Date and LocationApr 27, 2018 - 1:00pm to 2:00pm
Temporal Branching Approach for Visual Exploration of Simulation Process in Dynamic Networks (presented by James Bird, Computer Science)
Mukhina, K., Guleva, V., & Karsakov, A. (2016). Temporal Branching Approach for Visual Exploration of Simulation Process in Dynamic Networks. Procedia Computer Science, 101, 407-415.
This paper presents a concept for visualization of simulation processes in temporal networks. Сore principles are based on interactive real-time visualization of complex networks and dynamic processes. Any modifications in simulation parameters result in division of a timeline into branches. Described concept was integrated into an extended tool for visual analysis and tested on a model of interbank interaction. Proposed developments significantly improve process of visual analysis: pattern detection, search of distinctions and etc.

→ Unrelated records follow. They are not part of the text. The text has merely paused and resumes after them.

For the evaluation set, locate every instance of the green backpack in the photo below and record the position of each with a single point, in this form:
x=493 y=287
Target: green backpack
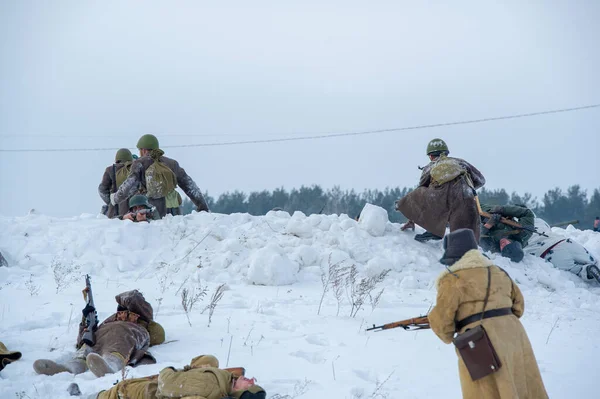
x=160 y=180
x=123 y=173
x=445 y=170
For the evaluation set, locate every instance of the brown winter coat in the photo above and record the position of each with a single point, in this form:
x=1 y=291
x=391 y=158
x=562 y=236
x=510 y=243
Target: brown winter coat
x=137 y=177
x=127 y=338
x=433 y=206
x=107 y=187
x=460 y=295
x=195 y=381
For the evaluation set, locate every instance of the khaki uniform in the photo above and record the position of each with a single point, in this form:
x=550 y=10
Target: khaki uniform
x=137 y=177
x=107 y=187
x=202 y=379
x=448 y=200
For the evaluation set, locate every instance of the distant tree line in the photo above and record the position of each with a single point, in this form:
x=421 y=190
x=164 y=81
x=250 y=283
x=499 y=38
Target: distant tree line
x=556 y=206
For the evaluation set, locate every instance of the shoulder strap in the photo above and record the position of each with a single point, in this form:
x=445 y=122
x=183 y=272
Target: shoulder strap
x=487 y=293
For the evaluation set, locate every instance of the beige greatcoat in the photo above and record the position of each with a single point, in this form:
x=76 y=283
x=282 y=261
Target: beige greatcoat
x=461 y=294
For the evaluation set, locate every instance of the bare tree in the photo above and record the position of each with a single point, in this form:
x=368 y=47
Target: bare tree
x=189 y=297
x=214 y=300
x=360 y=289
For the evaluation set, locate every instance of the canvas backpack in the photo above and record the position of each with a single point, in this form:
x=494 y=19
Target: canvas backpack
x=446 y=169
x=123 y=173
x=160 y=180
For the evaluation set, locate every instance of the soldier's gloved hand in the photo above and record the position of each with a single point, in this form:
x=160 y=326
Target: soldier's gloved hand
x=497 y=209
x=87 y=310
x=408 y=225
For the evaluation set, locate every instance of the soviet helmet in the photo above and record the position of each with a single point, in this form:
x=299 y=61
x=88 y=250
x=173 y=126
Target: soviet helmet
x=436 y=145
x=148 y=142
x=123 y=155
x=139 y=200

Network Neuroscience (presented by Jacob Fisher, Dept of Communication)
Bassett, D. S., & Sporns, O. (2017). Network neuroscience. Nature neuroscience, 20(3), 353.
Despite substantial recent progress, our understanding of the principles and mechanisms underlying complex brain function and cognition remains incomplete. Network neuroscience proposes to tackle these enduring challenges. Approaching brain structure and function from an explicitly integrative perspective, network neuroscience pursues new ways to map, record, analyze and model the elements and interactions of neurobiological systems. Two parallel trends drive the approach: the availability of new empirical tools to create comprehensive maps and record dynamic patterns among molecules, neurons, brain areas and social systems; and the theoretical framework and computational tools of modern network science. The convergence of empirical and computational advances opens new frontiers of scientific inquiry, including network dynamics, manipulation and control of brain networks, and integration of network processes across spatiotemporal domains. We review emerging trends in network neuroscience and attempt to chart a path toward a better understanding of the brain as a multiscale networked system.